Im Mammazentrum Hamburg haben Sie während des stationären Aufenthaltes und auch nach Ihrer Entlassung Gelegenheit zu Gesprächen mit Dr. Christian Leuschner, Psychotherapeut. Dr. Leuschner ist täglich, auch am Wochenende, kompetenter Ansprechpartner für unsere Patientinnen.
„Nichts ist nach einer Krebsdiagnose noch so, wie es vorher war“, diese Patientinnenäußerung beschreibt die Situation von Angst, Verzweiflung und auch Hoffnungslosigkeit nach der Sicherung eines bösartigen Befundes. Ab diesem Moment und weiter im Verlauf der anstehenden Therapie, die auch Operation mit anschließender Chemo- oder Strahlentherapie bedeuten kann findet in psychotherapeutischen Gesprächen die gemeinsame Auseinandersetzung mit dieser existentiellen Bedrohung statt.
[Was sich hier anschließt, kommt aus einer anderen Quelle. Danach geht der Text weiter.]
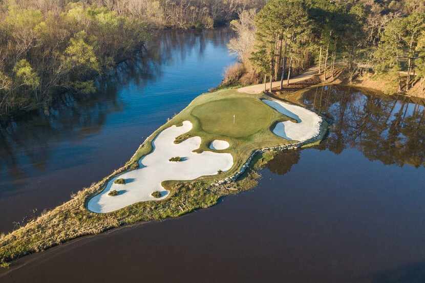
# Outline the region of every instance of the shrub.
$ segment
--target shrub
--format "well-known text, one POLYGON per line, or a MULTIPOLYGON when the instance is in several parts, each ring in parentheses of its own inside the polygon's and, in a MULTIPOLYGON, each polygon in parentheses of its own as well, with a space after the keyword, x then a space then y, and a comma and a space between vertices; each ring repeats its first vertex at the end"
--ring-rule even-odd
POLYGON ((161 194, 161 192, 159 191, 154 191, 152 193, 152 195, 154 198, 156 198, 157 199, 161 198, 161 197, 162 196, 162 195, 161 194))
POLYGON ((224 79, 221 82, 221 85, 229 85, 237 82, 245 72, 245 70, 243 64, 235 63, 226 69, 224 72, 224 79))
POLYGON ((118 194, 119 194, 119 193, 117 190, 112 190, 108 193, 108 195, 112 195, 112 197, 115 197, 115 195, 118 195, 118 194))
POLYGON ((115 181, 114 181, 114 183, 115 184, 118 184, 119 185, 124 185, 125 184, 125 180, 123 179, 117 179, 115 181))

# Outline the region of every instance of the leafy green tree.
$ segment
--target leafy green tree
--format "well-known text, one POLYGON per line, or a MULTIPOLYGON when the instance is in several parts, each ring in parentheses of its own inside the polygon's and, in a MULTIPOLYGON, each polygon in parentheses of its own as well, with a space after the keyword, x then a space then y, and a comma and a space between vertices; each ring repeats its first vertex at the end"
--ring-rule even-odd
POLYGON ((425 31, 422 32, 418 38, 418 44, 416 49, 418 54, 416 74, 418 77, 421 79, 421 86, 423 93, 425 92, 425 31))
MULTIPOLYGON (((299 51, 292 46, 299 44, 303 35, 310 31, 304 2, 270 0, 257 14, 256 24, 258 44, 265 49, 270 60, 270 90, 273 75, 277 79, 281 66, 282 88, 286 58, 289 57, 291 62, 299 51)), ((288 75, 290 75, 289 72, 288 75)))
POLYGON ((249 60, 256 71, 264 76, 264 92, 266 92, 266 78, 267 72, 270 70, 269 64, 270 58, 266 47, 264 45, 259 47, 257 51, 252 53, 249 60))
POLYGON ((411 73, 418 56, 417 47, 424 31, 425 14, 414 13, 390 21, 381 37, 374 54, 376 70, 379 74, 396 76, 399 92, 402 91, 401 71, 407 71, 406 89, 411 86, 411 73))

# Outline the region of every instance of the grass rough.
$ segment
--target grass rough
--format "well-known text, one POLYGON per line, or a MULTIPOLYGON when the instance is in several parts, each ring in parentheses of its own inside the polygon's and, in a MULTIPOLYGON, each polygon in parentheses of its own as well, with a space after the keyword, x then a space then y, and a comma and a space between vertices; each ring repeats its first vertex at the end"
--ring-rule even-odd
POLYGON ((162 196, 162 195, 161 194, 161 192, 158 191, 154 191, 152 193, 152 197, 153 197, 154 198, 156 198, 157 199, 161 198, 161 197, 162 196))
POLYGON ((117 179, 114 181, 114 183, 115 183, 115 184, 119 184, 120 185, 125 185, 125 180, 123 179, 117 179))
MULTIPOLYGON (((264 108, 260 104, 262 103, 260 99, 263 98, 267 97, 263 95, 241 93, 233 89, 198 96, 180 113, 148 137, 122 167, 90 187, 82 189, 70 201, 44 212, 23 227, 0 238, 2 266, 6 266, 8 263, 26 254, 42 251, 82 236, 101 233, 140 221, 177 217, 195 209, 208 207, 217 203, 218 199, 224 195, 237 193, 254 187, 259 175, 251 170, 245 170, 236 181, 231 183, 219 186, 211 186, 211 184, 235 174, 257 149, 296 142, 282 139, 271 132, 271 129, 276 123, 290 119, 271 107, 264 108), (224 109, 219 109, 220 105, 225 106, 219 101, 223 99, 232 103, 228 105, 228 113, 224 109), (236 105, 239 102, 245 107, 236 105), (257 106, 258 110, 250 109, 257 106), (197 109, 197 107, 200 108, 197 109), (217 119, 208 113, 201 113, 201 110, 221 111, 220 116, 222 117, 217 119), (229 119, 232 119, 232 112, 237 113, 236 122, 243 123, 246 128, 234 131, 231 124, 228 124, 229 119), (251 117, 250 112, 252 112, 252 121, 249 120, 251 117), (263 117, 261 121, 259 120, 260 117, 263 117), (173 125, 180 125, 185 120, 190 121, 193 127, 184 136, 180 139, 176 139, 175 142, 181 142, 189 137, 200 136, 201 144, 195 151, 201 153, 204 150, 215 151, 208 147, 214 140, 228 141, 231 146, 220 151, 230 153, 233 157, 233 165, 229 170, 214 176, 203 176, 192 181, 164 181, 162 186, 169 193, 167 198, 160 202, 139 202, 108 213, 95 213, 87 209, 87 204, 90 198, 102 191, 111 179, 123 172, 139 167, 139 160, 152 151, 152 141, 159 133, 173 125), (219 130, 215 123, 223 125, 222 132, 219 130), (261 123, 261 126, 256 125, 258 123, 261 123)), ((254 158, 251 161, 252 167, 257 168, 264 165, 271 158, 266 155, 254 158)))

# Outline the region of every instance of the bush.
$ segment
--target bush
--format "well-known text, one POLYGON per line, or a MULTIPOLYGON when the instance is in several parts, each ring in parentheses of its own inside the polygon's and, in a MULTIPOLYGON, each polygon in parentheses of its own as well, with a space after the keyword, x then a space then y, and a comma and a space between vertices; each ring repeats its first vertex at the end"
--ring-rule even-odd
POLYGON ((125 184, 125 180, 123 179, 117 179, 115 181, 114 181, 114 183, 115 184, 118 184, 119 185, 124 185, 125 184))
POLYGON ((156 198, 157 199, 161 198, 162 196, 162 195, 161 194, 161 192, 159 191, 154 191, 152 193, 152 195, 154 198, 156 198))
POLYGON ((243 64, 235 63, 226 69, 224 72, 224 79, 220 85, 222 86, 229 85, 238 82, 245 73, 245 69, 243 64))
POLYGON ((108 195, 112 195, 112 197, 115 197, 115 195, 118 195, 119 194, 119 192, 117 190, 112 190, 110 192, 108 193, 108 195))

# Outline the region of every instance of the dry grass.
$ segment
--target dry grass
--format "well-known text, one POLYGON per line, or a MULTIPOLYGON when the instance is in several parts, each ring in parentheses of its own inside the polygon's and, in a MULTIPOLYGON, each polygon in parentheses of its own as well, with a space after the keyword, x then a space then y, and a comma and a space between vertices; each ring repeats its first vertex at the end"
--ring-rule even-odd
MULTIPOLYGON (((102 191, 111 179, 126 170, 138 167, 138 161, 140 158, 152 151, 152 142, 155 137, 164 129, 172 125, 180 124, 183 121, 187 120, 188 113, 191 113, 197 103, 219 99, 221 97, 253 97, 235 92, 221 91, 198 97, 182 112, 149 136, 124 166, 100 182, 75 194, 70 201, 44 212, 25 226, 0 237, 0 263, 2 263, 2 266, 6 266, 7 263, 26 254, 42 251, 82 236, 98 234, 115 227, 140 221, 177 217, 194 209, 208 207, 215 204, 222 196, 236 193, 255 186, 257 184, 256 179, 258 176, 250 170, 246 171, 236 182, 220 186, 211 186, 211 184, 234 174, 256 148, 289 142, 273 136, 269 129, 267 129, 267 133, 260 131, 258 137, 256 138, 258 140, 252 139, 253 139, 252 138, 249 141, 238 142, 240 143, 238 146, 232 149, 234 151, 232 152, 235 156, 234 164, 229 171, 223 172, 219 176, 204 176, 192 181, 163 182, 162 186, 169 191, 169 193, 168 197, 161 201, 140 202, 108 213, 95 213, 86 208, 88 200, 93 195, 102 191), (247 171, 249 172, 247 173, 247 171), (235 188, 238 189, 233 189, 235 188)), ((281 114, 276 114, 276 115, 277 118, 279 118, 279 115, 281 114)), ((193 122, 194 127, 192 132, 198 133, 196 131, 201 130, 198 126, 200 123, 195 123, 195 120, 193 122)), ((206 150, 209 141, 215 139, 217 137, 211 135, 209 138, 201 145, 201 150, 206 150)), ((235 139, 232 142, 232 144, 237 144, 236 140, 235 139)))

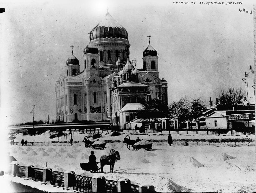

Ziel dieser Gespräche, die auf individuelle Belastungen, die eigene Lebensgeschichte und auch Vorerfahrungen mit Krebserkrankungen eingehen, ist das (Wieder-) Erkennen von persönlichen Kraftquellen. Oft wirkt allein schon das Aussprechen von als eigentlich unsäglich empfundenen Gedanken und Phantasien in Gegenwart der Therapeuten entlastend und angstmindernd. Der Blick auf die Zukunft und die Entwicklung einer neuen Lebensperspektive werden wieder möglich.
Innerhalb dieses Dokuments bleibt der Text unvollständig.